Websites, apps, games and connected devices, all considered “online services”, that are directed to or attract children, often assume they know their audience. However, target audience does not always translate into actual audience. Your service maybe targeting older users, but it could turn out it’s attracting a high volume of children. Do your product and marketing teams really understand the difference between a primary child directed or child directed mixed audience service? Do you know what a general audience site can and can’t do if it gains knowledge of a child user? Defining audience is key to understanding how to ensure your service is compliant with child privacy regulations.
In the world of COPPA (the US Federal Children’s Online Privacy & Protection Act), child directed services come in two flavors. Primary child directed and mixed audience. Primary child directed means children from preschool age up to the age of and including 12 years old. Mixed audience is exactly that, a mix of user ages with a significant number of them aged 13 and older. If that number is to low, then the service is primary child directed. A mixed audience service can take a different approach to children. Understanding audience isn’t as simple as it sounds but if you get it right not only do you protect children’s privacy and safety but you also protect your brand.
Child Directed Primary Audience Overview
Where children are the primary audience, it is necessary to assume that all users are children. In these circumstances an age gate is not appropriate or compliant. If the service requires consent for the child to use it or has a registration and account creation then collect a parent email address from the child to notify the parent and seek consent.
If there is content for a parent on a primary child directed service include a clearly directed parent section where you can address the grown-ups. If the online service is for parents and there are COPPA triggers such as interest-based ads or remarketing, then don’t make this your entry point for children.
Ecommerce sites and services are considered general audience. This will change if you embed a shop in a child directed site and allow children to browse, create wish lists, create a shopping cart and ability to share their wish list with family, all of which is perfectly possible but must be done compliantly. A parent could authorize a child to make purchases, but this requires a simplified and streamlined permission process, such as the PRIVO iD Platform. This will also help avoid drop off and support conversion.

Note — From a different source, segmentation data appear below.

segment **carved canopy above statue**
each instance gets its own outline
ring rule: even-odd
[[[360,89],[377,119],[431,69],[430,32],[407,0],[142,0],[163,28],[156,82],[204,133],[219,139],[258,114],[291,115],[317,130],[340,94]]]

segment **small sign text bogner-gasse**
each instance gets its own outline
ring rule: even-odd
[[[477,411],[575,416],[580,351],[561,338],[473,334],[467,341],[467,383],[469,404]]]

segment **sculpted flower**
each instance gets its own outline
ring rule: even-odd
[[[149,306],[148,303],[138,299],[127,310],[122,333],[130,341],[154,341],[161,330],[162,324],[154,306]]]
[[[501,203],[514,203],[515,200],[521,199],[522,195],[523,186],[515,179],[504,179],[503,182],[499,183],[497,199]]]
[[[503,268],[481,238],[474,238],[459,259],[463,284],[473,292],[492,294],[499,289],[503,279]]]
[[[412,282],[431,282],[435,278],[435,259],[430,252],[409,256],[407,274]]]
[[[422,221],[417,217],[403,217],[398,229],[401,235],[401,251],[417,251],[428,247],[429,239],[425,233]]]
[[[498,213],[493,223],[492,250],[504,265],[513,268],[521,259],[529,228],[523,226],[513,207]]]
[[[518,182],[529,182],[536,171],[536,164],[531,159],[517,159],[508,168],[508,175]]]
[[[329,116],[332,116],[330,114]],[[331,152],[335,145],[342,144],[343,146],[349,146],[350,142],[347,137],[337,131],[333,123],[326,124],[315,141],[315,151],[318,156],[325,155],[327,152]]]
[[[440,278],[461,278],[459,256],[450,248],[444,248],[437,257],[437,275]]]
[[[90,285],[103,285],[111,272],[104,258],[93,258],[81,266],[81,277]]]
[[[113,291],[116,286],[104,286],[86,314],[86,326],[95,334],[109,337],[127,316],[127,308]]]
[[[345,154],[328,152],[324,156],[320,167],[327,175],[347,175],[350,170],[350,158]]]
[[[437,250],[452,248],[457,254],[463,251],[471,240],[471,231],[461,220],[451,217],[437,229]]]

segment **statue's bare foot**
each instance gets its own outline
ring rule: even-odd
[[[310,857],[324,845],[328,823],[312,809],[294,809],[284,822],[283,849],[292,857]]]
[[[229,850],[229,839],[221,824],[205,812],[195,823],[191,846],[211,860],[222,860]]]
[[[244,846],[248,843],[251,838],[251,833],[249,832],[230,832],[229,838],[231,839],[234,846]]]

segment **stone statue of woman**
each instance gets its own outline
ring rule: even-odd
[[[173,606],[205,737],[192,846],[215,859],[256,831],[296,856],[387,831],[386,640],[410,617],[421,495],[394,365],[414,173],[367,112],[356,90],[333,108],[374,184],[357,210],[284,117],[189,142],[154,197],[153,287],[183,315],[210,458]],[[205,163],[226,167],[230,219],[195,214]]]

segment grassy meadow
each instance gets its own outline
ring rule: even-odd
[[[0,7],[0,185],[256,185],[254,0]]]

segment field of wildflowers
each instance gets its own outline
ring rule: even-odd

If you begin to track users across your brand (sites and apps) to serve recommendations based their activity you trigger COPPA. Therefore, it is vital to engage the parent and seek consent which in turn builds lifetime value and engagement both of which lead to revenue generation. At the same time the brand is protected from the damage caused by a violation and the child has a safer and privacy enhanced experience building trust and loyalty with the parent.
Child Directed Mixed Audience Overview
A mixed audience must be justified. Do you know your composite audience figures? How many children and older users do you have? Who are you targeting in your marketing materials? It is possible to use a compliant neutral age gate in a mixed audience service to screen younger users and provide a restricted and compliant experience or to seek parent consent for them to use the unrestricted version.
Children cannot be blocked from a mixed audience site, app or online service using an age gate. Age gates were introduced by the FTC as a mechanism for mixed audience services to accommodate children.
Measures must be put in place to ensure the age can be freely entered and there is no language that signals to a child that if they were older, they would have a better experience. The gate must be neutral. It is also vital to ensure the child cannot circumvent the age gate. If they enter a DoB 12 and under drop a cookie to prevent them changing it in that session or keep the it “frozen” for a period. Don’t allow the child to back button once birth date is entered.
Many services that use a mixed audience age gate to screen for age have no way to age up users that turn 13, this is not a good user experience or good for business. There are ways to collect the age or a marker of age and then allow the user to access the appropriate experience once they reach 13 under. Seek guidance on how to do this and don’t lose your user base, undermine your business or prevent a child from accessing the full experience once they are old enough.
Note: App store parent gates are not compliant age gates – beware and seek guidance.
General Audience Overview
A General Audience service is intended for users at or above the age of 13 under COPPA. These services offer experiences that are not intended for children, for example ecommerce sites. They are not required to investigate the age of the user. However, if such a platform, site or app gains actual knowledge that a child is using the service then appropriate action needs to be taken. This could be closing the child’s account and deleting all collected personal data, or it is also possible to offer that child a privacy enhanced and compliant experience. If a service chooses to age screen the user, it can then rely on that age and is not responsible if the user has “gamed” the age gate. Therefore, it is vital to have a robust age gate as outlined above. Again, if the service gains actual knowledge that a user is a child, the appropriate action outlined above must be taken.
There are ways to achieve business objectives without impacting the safety and privacy of children and without blocking them from experiences while staying compliant with COPPA and other child privacy regulations. Do your research, work with a compliance partner and safe harbor such as PRIVO to support engagement and help your business grow.
This blog was originally posted on September 14, 2016 and was updated on July 30, 2019 and then on March 31, 2020.